第十三段 父親のこと その3

2008年06月21日 | その他諸々
父親の悪口ばかり書いていると化けて出てこられたら困るがいくらでも書くことがあります。他の兄弟がそこまで書かんでもと言いそうですが遺言のつもりですので思いつくままに。
第二室戸台風は何年だったか昭和37~8年のことと思います。大阪が直撃でした、淀川の運河の堤防から水があふれ見ているまに水がやってきた。まえの駄菓子屋の主人(みんなは河波のいう本名でなく向かえのおっちゃんと呼んでいました)むかえのおっちゃんが“水がでたぞ“とさけぶなり父親はシャツ一枚で外に飛び出していった。それを見ていたむかえのおっちゃんは”ここの先生が飛び出していったよ”とびっくりして我が家にのぞきにきてくれた。水はほどなくそれ以上はあふれなかったのでジェーン台風の時みたいにひどくはなかったです。それからすごすごと親父が帰ってきた、お袋がびっくりしてなにをしているのと詰問すると泳ぐつもりだったと。笑うやら滑稽やらでお話になりませんでした。
これは家族のことなどしらん自分さえよければと逃げ出そうという魂胆だったとおもいます。泳ぐなんて言い訳もいいところです、どこをどのように泳ぐつもりだったのか聞いてみたいものでした。ほんとうの濁流なら泳ぐなんてものでない。プールか海水浴と勘違いするほど耄碌をしていなかったのであれは絶対自分ひとり逃げ出すつもりだったと思います。
父は関西に出てきてあちらこちらに旅行をしており子供の時絵葉書をまとめて一冊の本にしてあったのがこの中に台湾を旅行したのがありました。山口の防府にいたこともあるのかその住所の手紙もありました、満州にも行っています。その台湾旅行のときバスが転覆したらしいです。そのときも自分が最初にバスから出てきたようなことを言っていたことがあるのでまず自分が逃げ出すことしか頭になかったのでは。
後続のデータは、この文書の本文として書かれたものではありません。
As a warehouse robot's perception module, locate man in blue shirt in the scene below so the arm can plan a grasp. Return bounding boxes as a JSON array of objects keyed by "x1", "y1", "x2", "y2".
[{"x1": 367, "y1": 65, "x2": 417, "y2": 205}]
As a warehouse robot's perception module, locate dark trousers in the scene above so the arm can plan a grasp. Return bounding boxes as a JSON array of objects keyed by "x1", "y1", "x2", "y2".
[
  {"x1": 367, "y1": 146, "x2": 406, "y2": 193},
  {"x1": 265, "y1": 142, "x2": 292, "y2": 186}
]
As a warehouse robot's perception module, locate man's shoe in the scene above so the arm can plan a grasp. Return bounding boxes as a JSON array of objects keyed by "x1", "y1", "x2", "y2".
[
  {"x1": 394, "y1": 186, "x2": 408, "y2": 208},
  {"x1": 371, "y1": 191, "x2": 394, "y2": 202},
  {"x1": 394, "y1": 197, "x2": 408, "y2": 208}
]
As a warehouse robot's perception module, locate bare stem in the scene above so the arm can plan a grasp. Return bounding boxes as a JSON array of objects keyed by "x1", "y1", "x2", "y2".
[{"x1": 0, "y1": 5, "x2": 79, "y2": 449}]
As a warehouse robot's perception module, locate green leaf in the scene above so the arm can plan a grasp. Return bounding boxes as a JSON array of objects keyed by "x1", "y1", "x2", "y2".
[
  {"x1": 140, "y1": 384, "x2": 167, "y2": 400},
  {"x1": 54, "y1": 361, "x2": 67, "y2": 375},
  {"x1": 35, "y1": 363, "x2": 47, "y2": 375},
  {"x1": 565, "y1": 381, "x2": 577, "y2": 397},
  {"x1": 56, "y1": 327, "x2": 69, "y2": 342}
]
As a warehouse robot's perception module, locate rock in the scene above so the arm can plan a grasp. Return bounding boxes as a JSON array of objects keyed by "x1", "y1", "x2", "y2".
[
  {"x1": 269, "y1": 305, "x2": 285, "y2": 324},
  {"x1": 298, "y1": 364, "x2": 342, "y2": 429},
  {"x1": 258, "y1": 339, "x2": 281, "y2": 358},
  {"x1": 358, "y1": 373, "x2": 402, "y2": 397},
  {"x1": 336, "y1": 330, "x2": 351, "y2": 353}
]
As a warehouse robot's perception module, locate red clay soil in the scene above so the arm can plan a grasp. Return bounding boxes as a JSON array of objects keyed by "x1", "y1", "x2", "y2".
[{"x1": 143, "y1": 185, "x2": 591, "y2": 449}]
横浜から関西に出てくるとき親から遺産かしかるべき金額をもらったのかということが話題になったとき父親はだまっていた、私がすこしもなんにももらっていないのと言っても黙っていた。父親はこのように都合の悪いことは少しも言わない。そのくせ何かあると子供はなにも知らないからという。ご都合主義でした。反対に言いたいことは同じことを繰り返していたようです。野村はけちだ、野村は、野村はと味噌くそに食事のたびにいっていました。
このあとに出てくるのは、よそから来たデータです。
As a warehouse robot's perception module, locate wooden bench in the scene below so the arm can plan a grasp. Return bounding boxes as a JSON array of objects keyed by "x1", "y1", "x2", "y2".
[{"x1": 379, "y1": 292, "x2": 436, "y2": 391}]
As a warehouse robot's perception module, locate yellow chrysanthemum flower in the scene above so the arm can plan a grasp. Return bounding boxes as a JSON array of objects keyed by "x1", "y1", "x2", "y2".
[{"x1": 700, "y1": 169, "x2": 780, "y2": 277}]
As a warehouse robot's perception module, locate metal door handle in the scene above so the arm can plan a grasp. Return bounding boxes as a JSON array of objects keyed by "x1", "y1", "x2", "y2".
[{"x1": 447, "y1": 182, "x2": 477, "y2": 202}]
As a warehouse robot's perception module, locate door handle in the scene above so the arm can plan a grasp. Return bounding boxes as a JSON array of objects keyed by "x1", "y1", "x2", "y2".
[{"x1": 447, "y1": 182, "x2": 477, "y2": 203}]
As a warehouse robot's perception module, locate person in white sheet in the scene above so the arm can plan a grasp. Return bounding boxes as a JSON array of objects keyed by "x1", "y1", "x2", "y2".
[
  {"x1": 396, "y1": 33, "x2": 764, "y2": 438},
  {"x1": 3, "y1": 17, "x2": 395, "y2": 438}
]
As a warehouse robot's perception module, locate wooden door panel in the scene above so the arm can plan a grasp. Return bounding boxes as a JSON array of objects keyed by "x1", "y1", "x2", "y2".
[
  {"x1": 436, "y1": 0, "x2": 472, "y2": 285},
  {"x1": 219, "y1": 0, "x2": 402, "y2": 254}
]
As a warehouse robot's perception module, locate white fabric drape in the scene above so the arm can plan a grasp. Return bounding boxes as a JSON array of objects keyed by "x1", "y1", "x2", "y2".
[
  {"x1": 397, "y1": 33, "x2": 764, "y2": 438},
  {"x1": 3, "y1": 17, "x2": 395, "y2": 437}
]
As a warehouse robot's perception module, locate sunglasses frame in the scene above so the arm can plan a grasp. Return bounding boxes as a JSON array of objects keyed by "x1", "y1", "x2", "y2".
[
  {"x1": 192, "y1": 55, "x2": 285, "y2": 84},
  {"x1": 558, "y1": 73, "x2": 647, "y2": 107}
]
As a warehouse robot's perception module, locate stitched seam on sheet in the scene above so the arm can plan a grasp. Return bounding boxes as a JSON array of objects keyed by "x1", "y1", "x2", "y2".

中学のとき寄宿舎に入っていたのか寄宿舎の食事が悪かったとか。そういえばいつもつまさきでヒヨイヒヨイと家の中を歩いていました、横浜にいたとき妹(お喜美さん)があのように歩くのは背が低いので背伸びしていると言ったとかいっていましたがこれは寄宿舎でみんなが勉強しているのにドサドサと歩くと勉強の邪魔になるのでみんながそのようにしていたらしいです。その癖が抜けずにいたようです。
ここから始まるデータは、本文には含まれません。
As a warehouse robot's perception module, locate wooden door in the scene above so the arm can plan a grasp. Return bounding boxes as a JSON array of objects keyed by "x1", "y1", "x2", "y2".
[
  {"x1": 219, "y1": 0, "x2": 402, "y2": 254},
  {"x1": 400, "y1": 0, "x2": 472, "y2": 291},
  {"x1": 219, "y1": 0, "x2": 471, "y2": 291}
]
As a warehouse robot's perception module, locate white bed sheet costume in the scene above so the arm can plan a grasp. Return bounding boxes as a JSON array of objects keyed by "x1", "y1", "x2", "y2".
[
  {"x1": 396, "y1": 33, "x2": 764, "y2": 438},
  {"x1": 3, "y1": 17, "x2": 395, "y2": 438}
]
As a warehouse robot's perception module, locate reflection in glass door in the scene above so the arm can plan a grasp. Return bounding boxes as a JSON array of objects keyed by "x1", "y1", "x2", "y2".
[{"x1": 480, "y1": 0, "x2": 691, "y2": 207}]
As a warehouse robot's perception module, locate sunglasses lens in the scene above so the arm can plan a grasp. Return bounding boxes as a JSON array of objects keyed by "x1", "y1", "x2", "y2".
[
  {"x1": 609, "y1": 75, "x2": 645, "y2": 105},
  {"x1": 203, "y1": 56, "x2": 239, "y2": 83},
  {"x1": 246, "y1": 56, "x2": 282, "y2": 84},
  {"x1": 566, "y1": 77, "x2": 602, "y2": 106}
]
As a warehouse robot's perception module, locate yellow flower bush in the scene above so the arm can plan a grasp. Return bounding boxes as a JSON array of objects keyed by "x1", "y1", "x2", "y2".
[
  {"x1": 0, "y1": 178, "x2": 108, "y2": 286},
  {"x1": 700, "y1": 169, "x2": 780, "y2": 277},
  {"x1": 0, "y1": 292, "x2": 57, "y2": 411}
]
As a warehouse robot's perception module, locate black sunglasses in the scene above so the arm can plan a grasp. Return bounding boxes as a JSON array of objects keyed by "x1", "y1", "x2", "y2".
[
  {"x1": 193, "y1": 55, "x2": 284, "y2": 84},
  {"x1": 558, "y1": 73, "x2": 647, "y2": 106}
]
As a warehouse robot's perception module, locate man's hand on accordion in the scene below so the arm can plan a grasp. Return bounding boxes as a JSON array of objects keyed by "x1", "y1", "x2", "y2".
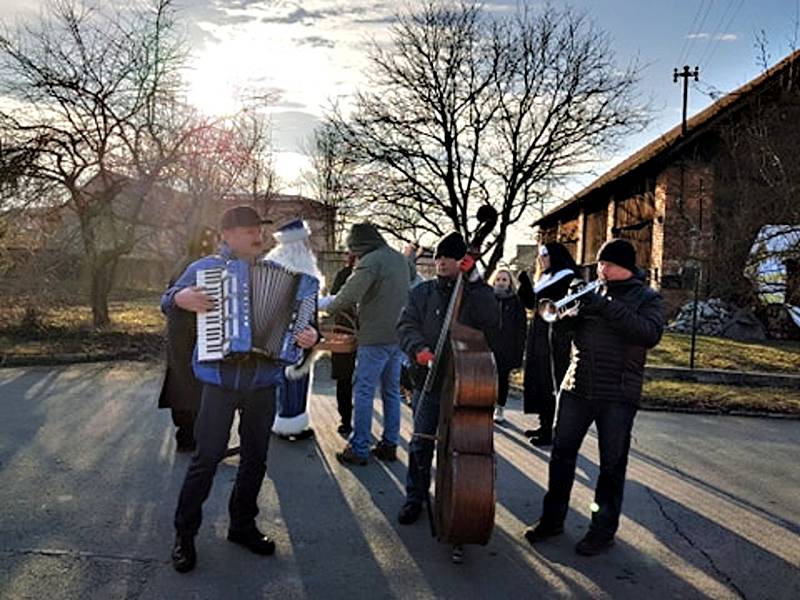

次兄は親父は横浜から追い出されたとよく言っていましたが追い出されたのでなく自分の意志で出てきたと思います。これも母親から聞いたことですが女と別れるときお金をつかったとも言っていました、これは父が癌になり昔を回顧したのかぽつりといったらしいです。卒業してまもないのにそんなに自分のお金があるはずがない。